TITANIA. If you will patiently dance in our round,
And see our moon-light revels, go with us.
MIDSUMMER NIGHT'S DREAM
Early on the following morning, the travellers set out for Turin.
The luxuriant plain, that extends from the feet of the Alps to that
magnificent city, was not then, as now, shaded by an avenue of trees
nine miles in length; but plantations of olives, mulberry and palms,
festooned with vines, mingled with the pastoral scenery, through with
the rapid Po, after its descent from the mountains, wandered to meet
the humble Doria at Turin.
As they advanced towards this city, the Alps,
seen at some distance, began to appear in all their awful sublimity;
chain rising over chain in long succession, their higher points darkened
by the hovering clouds, sometimes hid, and at others seen shooting up
far above them; while their lower steeps, broken into fantastic forms,
were touched with blue and purplish tints, which, as they changed in
light and shade, seemed to open new scenes to the eye. To the east
stretched the plains of Lombardy, with the towers of Turin rising at a
distance; and beyond, the Apennines, bounding the horizon.
The general magnificence of that city, with its vistas of churches and
palaces, branching from the grand square, each opening to a landscape of
the distant Alps or Apennines, was not only such as Emily had never seen
in France, but such as she had never imagined.
Montoni, who had been often at Turin, and cared little about views of
any kind, did not comply with his wife's request, that they might survey
some of the palaces; but staying only till the necessary refreshments
could be obtained, they set forward for Venice with all possible
rapidity. Montoni's manner, during this journey, was grave, and even
haughty; and towards Madame Montoni he was more especially reserved; but
it was not the reserve of respect so much as of pride and discontent.

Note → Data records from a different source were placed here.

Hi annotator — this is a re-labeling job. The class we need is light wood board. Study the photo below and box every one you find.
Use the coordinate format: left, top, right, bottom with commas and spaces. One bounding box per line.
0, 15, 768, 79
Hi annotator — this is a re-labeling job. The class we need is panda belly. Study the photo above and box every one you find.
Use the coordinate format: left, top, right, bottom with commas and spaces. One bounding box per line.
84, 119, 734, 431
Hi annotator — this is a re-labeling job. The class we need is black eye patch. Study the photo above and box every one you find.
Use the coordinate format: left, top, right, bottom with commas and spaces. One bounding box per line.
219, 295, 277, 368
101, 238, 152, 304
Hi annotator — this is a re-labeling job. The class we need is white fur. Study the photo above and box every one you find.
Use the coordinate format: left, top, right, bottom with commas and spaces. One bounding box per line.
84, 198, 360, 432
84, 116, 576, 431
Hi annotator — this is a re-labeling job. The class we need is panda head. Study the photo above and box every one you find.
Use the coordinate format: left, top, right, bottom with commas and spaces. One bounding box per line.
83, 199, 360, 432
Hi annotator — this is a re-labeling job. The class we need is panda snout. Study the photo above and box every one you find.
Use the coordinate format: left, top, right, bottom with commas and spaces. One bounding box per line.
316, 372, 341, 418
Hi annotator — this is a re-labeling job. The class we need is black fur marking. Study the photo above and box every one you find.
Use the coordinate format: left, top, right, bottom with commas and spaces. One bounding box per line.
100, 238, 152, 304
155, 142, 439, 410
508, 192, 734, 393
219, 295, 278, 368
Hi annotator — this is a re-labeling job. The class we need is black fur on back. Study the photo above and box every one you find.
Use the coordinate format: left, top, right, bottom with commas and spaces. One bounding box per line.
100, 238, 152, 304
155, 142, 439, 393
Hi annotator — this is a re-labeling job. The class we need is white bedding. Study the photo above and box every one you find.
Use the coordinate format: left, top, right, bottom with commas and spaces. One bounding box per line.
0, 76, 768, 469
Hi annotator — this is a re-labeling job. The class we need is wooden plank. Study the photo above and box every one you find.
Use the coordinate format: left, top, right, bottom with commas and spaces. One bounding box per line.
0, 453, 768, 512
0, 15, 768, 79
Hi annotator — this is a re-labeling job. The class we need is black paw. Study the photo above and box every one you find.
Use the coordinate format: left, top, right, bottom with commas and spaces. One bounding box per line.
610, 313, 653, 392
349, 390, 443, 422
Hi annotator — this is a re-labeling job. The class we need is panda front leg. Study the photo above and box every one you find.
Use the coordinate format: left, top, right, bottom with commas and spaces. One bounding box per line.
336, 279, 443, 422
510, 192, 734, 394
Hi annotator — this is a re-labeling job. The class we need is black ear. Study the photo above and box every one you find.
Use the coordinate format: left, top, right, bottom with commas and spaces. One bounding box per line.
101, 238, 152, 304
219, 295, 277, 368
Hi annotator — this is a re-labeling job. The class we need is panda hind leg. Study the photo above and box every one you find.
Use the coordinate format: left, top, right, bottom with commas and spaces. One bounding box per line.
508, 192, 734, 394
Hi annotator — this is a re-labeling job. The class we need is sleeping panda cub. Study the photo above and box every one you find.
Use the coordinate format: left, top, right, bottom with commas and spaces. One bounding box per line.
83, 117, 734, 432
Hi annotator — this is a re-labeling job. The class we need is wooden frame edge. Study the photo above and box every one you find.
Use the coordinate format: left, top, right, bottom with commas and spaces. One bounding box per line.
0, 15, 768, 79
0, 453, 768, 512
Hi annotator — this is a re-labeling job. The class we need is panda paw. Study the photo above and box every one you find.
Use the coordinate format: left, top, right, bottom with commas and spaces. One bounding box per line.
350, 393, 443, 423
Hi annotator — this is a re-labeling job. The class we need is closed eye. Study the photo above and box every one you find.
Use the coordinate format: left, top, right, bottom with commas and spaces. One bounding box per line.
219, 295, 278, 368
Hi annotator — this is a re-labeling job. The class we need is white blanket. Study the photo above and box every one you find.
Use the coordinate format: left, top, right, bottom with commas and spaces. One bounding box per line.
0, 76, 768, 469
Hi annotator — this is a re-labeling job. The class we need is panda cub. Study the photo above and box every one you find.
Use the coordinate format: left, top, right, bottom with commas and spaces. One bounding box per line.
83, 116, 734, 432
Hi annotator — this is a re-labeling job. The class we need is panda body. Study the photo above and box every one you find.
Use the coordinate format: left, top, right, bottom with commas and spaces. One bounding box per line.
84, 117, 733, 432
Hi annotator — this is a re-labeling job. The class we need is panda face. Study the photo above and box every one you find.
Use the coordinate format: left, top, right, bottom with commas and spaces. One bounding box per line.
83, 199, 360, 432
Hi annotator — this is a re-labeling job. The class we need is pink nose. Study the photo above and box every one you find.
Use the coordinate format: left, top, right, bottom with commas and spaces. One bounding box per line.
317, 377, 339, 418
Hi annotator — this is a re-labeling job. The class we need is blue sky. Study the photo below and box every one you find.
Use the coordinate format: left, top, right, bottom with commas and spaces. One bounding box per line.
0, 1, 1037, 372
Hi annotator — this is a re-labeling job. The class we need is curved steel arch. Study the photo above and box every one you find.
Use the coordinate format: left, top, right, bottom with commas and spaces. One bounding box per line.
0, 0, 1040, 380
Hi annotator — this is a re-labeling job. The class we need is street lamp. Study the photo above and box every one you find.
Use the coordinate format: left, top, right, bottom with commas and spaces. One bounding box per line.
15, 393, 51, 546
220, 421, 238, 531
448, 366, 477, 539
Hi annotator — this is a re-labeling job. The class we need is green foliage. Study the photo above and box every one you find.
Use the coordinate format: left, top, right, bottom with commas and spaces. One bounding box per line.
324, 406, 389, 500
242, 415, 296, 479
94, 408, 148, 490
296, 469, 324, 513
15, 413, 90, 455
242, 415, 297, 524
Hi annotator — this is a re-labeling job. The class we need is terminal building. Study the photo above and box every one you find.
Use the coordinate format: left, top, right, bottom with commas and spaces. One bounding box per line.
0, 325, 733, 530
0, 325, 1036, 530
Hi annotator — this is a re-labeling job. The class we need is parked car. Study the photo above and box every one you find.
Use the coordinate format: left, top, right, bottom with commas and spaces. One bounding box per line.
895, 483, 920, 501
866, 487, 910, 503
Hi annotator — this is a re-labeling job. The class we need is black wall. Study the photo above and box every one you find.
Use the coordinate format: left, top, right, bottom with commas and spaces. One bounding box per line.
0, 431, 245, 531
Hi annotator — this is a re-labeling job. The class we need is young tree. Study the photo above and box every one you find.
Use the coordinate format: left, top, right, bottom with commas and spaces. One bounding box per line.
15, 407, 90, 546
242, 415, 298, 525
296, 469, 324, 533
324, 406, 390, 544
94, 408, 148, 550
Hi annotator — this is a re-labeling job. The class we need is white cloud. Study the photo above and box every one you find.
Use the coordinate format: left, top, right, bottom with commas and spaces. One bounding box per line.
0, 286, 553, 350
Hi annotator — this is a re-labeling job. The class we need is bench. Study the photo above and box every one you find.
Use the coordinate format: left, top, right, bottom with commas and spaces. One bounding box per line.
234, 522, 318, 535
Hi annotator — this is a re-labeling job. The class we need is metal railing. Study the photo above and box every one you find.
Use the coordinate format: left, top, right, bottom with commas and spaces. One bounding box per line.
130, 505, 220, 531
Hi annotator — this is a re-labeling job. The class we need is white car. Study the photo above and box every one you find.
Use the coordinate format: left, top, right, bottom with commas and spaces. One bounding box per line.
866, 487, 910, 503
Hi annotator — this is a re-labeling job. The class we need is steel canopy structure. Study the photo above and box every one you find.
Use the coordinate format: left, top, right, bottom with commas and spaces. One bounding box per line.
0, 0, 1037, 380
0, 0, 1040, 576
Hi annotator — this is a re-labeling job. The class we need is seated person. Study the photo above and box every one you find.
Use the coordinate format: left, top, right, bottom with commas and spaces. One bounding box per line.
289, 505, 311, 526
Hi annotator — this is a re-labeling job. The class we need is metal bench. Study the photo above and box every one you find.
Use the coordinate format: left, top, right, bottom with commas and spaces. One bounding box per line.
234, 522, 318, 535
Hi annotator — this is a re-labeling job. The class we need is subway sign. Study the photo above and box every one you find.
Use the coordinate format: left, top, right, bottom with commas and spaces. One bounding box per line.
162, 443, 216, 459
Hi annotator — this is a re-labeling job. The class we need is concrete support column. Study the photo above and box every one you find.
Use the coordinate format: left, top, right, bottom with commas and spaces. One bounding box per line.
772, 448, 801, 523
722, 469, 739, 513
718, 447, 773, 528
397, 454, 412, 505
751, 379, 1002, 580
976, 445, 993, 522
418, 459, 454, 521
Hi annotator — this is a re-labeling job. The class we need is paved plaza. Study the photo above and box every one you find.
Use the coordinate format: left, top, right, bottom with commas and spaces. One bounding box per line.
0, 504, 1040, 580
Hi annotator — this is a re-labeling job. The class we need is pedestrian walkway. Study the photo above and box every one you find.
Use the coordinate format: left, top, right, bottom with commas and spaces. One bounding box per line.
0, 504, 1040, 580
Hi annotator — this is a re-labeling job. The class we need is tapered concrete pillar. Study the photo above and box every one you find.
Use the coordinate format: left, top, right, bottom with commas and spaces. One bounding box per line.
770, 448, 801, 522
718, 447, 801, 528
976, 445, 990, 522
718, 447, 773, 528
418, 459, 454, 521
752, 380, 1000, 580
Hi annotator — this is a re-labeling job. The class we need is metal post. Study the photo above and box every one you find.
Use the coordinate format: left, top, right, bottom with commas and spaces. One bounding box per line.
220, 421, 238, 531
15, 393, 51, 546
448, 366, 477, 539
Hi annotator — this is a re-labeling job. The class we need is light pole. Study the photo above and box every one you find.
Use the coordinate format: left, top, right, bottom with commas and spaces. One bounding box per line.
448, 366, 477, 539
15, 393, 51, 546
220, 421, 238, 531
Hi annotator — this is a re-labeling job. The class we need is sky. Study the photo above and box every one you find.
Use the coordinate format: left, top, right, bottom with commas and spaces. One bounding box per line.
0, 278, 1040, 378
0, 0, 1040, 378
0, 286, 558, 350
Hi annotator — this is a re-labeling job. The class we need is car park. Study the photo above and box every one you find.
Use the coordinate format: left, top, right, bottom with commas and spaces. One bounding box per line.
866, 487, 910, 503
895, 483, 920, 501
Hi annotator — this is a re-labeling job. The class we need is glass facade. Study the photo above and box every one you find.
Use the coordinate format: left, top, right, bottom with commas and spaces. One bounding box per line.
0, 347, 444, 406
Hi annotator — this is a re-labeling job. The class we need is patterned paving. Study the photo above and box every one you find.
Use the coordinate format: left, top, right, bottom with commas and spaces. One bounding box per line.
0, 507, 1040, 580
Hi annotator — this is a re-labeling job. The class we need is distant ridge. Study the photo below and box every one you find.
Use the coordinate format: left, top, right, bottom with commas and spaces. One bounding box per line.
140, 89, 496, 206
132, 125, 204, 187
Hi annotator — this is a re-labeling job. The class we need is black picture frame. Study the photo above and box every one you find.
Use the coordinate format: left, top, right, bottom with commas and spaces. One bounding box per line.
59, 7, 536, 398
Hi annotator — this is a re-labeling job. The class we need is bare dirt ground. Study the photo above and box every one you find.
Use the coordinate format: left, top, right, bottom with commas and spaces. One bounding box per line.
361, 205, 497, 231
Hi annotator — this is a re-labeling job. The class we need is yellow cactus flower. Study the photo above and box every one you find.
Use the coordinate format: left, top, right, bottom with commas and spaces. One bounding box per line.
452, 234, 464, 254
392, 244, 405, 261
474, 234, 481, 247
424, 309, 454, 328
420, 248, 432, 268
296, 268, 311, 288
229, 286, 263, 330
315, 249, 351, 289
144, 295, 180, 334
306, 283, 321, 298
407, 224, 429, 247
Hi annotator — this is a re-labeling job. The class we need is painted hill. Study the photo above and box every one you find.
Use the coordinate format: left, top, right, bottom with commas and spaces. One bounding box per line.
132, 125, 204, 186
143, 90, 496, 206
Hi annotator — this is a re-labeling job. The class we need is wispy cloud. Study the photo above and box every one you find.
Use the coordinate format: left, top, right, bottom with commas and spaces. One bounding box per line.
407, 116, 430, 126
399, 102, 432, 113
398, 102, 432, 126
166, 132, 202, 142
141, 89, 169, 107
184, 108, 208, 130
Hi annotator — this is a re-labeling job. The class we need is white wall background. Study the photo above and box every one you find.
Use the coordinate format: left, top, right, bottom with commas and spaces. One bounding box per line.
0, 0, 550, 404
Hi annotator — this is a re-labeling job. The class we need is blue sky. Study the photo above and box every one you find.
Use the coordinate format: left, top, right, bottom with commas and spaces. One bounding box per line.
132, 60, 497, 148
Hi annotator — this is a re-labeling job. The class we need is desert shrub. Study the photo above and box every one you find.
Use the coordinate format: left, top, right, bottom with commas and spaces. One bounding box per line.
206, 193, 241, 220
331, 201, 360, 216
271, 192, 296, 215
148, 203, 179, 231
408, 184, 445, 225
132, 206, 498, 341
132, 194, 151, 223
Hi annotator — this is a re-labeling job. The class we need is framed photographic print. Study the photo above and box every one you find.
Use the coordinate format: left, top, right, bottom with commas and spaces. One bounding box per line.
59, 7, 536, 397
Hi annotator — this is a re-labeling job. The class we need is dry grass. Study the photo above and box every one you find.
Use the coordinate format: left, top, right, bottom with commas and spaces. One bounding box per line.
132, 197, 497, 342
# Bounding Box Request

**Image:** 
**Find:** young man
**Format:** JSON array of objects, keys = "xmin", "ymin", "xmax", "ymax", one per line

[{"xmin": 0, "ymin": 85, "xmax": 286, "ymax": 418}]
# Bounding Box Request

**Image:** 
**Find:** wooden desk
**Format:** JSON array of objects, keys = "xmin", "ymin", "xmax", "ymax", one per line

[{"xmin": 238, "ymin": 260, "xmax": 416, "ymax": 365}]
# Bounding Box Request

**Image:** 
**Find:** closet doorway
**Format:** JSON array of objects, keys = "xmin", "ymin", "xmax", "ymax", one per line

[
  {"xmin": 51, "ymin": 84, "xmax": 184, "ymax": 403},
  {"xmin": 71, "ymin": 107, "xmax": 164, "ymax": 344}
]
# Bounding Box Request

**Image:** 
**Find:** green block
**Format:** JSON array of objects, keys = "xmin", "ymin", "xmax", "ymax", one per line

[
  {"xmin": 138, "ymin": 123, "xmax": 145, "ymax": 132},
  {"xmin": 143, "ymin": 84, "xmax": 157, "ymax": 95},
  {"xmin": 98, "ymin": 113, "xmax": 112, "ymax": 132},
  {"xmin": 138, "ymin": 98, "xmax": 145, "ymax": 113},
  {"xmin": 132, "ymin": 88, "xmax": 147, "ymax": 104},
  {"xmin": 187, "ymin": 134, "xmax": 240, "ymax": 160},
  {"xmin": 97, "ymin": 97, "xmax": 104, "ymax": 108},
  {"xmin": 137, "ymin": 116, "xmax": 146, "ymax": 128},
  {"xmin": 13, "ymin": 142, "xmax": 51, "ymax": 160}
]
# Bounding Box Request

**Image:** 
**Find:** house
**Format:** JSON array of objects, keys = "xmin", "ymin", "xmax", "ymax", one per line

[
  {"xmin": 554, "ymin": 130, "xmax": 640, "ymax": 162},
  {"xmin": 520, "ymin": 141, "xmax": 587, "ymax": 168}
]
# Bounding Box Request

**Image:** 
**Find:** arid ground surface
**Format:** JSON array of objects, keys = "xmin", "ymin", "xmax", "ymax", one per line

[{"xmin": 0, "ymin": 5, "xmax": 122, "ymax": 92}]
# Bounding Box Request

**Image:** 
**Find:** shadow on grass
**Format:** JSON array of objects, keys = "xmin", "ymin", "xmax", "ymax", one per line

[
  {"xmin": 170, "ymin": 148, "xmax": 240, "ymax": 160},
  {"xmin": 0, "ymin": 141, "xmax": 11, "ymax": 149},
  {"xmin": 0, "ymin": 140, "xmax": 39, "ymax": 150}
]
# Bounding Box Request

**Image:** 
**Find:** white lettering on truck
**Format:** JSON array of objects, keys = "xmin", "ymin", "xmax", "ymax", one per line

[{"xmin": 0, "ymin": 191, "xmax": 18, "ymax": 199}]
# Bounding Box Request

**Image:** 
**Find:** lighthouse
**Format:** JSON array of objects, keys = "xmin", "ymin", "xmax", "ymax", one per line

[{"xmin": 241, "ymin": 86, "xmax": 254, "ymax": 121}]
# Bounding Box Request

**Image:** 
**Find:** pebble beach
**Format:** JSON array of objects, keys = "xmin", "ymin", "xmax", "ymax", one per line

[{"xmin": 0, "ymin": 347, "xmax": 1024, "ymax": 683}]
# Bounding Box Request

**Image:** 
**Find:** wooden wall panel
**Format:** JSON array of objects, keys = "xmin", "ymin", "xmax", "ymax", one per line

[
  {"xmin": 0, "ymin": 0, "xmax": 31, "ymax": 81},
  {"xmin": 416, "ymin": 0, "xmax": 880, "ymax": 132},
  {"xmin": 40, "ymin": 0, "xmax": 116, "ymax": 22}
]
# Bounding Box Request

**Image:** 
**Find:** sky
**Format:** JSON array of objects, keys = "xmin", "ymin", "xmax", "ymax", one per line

Of Emily he took little notice. With Cavigni his conversations were
commonly on political or military topics, such as the convulsed state
of their country rendered at this time particularly interesting, Emily
observed, that, at the mention of any daring exploit, Montoni's eyes
lost their sullenness, and seemed instantaneously to gleam with fire;
yet they still retained somewhat of a lurking cunning, and she sometimes
thought that their fire partook more of the glare of malice than the
brightness of valour, though the latter would well have harmonized with
the high chivalric air of his figure, in which Cavigni, with all his gay
and gallant manners, was his inferior.
On entering the Milanese, the gentlemen exchanged their French hats for
the Italian cap of scarlet cloth, embroidered; and Emily was somewhat
surprised to observe, that Montoni added to his the military plume,
while Cavigni retained only the feather: which was usually worn with
such caps: but she at length concluded, that Montoni assumed this ensign
of a soldier for convenience, as a means of passing with more safety
through a country over-run with parties of the military.